Dランク ハイドパンサー ポイズンスパイダー

Eランク アッシュウルフ コボルト

Fランク スライム    ゴブリン

>>>>>>>>>>>>>>>>>>>>>>>>>>>>>>>>>>>>>>>>


「当たり前だが、ランクは目安だ。ゴブリンがFランクだからって甘く見てたら集団に囲まれて死にかけたというのは割と有名な教訓の話だな」


「なるほど」


「んで、このリストを見てもらって自分ならどの辺までいけるってのを自己申告してもらう形だ」


「実力に見合わない所を申告した場合はどうするんです?」


「そいつが死ぬだけだな。と言いたい所だが冒険者ギルドにも面子があるんでな。D以上のランクを申告する場合は試験がある。現役のそのランクの奴が試験をしてくれる。そいつらと戦って実力があると認められれば合格となる」


「わかりました。とりあえずCランクでお願いします」


「そうか?昨日の動きと持ってきた獲物を見る限りBでいいと思うが?」


「いえ、新参ですしそこまでの自信はないので・・・」


「まあ、お前さんがそういうならそれでいい。そのほかの約束事はあそこに書いてある。全部一読してくれ。後で読んでなかったとか言っても知らんからな」


「はあ、わかりました(ずいぶんゆるいな・・・)」


「試験は・・・今なら明日の朝。急ぐなら今日の昼までに都合をつけるようにするが?」


「いえ、明日でいいです。」


「そうか、なら明日の朝着てくれ」


「えっと何時ぐらいでしょう?」


「ん?何時って・・・依頼取るやつらがはける今位の時間だよ。今の時期なら2回目の鐘が鳴ったぐらいかな?」



「(そうだ地球じゃないんだから時計がないんだ)2回目の鐘・・・。
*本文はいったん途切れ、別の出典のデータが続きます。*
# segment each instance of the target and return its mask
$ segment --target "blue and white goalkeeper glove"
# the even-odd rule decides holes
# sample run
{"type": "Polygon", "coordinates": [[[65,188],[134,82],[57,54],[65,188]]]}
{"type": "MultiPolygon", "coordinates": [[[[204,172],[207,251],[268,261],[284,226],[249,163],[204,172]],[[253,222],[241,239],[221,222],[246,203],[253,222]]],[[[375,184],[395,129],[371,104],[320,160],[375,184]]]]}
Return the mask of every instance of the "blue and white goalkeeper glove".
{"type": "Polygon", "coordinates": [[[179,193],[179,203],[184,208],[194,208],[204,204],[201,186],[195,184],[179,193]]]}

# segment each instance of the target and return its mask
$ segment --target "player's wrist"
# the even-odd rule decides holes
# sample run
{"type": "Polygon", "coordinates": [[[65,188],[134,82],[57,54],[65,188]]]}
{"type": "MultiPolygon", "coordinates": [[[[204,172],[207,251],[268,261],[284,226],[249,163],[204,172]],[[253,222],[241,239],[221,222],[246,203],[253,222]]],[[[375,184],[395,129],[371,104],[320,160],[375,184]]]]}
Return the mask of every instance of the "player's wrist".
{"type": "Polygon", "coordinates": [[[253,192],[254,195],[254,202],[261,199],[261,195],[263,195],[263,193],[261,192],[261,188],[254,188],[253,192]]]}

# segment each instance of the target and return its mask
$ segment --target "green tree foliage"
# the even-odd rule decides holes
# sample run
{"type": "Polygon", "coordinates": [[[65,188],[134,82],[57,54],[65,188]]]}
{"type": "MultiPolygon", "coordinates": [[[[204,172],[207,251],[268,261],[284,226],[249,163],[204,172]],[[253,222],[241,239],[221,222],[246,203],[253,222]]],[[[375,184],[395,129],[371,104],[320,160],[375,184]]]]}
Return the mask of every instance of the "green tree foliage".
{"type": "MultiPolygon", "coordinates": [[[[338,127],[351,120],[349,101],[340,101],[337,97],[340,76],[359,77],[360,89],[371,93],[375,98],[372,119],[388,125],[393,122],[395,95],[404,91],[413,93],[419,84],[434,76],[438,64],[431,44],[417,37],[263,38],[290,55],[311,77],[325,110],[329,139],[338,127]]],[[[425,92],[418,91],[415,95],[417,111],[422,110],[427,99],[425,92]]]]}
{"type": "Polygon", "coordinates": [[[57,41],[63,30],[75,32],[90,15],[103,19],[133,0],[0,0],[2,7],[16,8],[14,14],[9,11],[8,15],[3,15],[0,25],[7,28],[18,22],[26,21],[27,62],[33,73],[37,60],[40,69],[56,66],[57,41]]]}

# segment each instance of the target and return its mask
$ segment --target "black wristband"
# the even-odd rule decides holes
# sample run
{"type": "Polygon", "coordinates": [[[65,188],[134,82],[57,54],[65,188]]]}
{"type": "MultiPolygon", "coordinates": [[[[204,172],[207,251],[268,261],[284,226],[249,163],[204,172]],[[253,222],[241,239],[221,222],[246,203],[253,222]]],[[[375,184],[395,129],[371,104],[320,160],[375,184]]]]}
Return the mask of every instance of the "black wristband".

わかりました、そのぐらいに来ます。あのそれよりお金だけギルドカード?より先にいただけますか?」


「ああ、そうか。金がないんだったな。ちょっと待ってな」


待ってる間に約束事を読んでおこう。


・・・


要約すると

・他人に迷惑をかけるな

・犯罪を起こしたら冒険者ギルドが敵になるぞ

・依頼の失敗は依頼料の5%徴収、損害を出したら自己責任


って所だな。細々あるけど大事そうなのはこんな所だ。

他人に迷惑をかけるなが最初に来るとか小学生か!そんだけ荒くれが多いってことかなぁ。


「ほら3金貨と49銀貨だ。確認してくれ」


いつの間にかアンガスさんが戻ってきていた。


「ありがとうございます。これで装備が買えます。武器だめになっちゃったもんで・・・」


「そういや昨日も何も持ってなかったなぁ。装備は大切だからな。しっかりそろえろよ」


「はい、ではまた明日」


アンガスさんに挨拶をして冒険者ギルドを後にした。

お金を受け取ったときギルド内がかすかにざわっとした気がしたが気のせいだろう。気のせいだと思いたい。この見た目のせいだな!!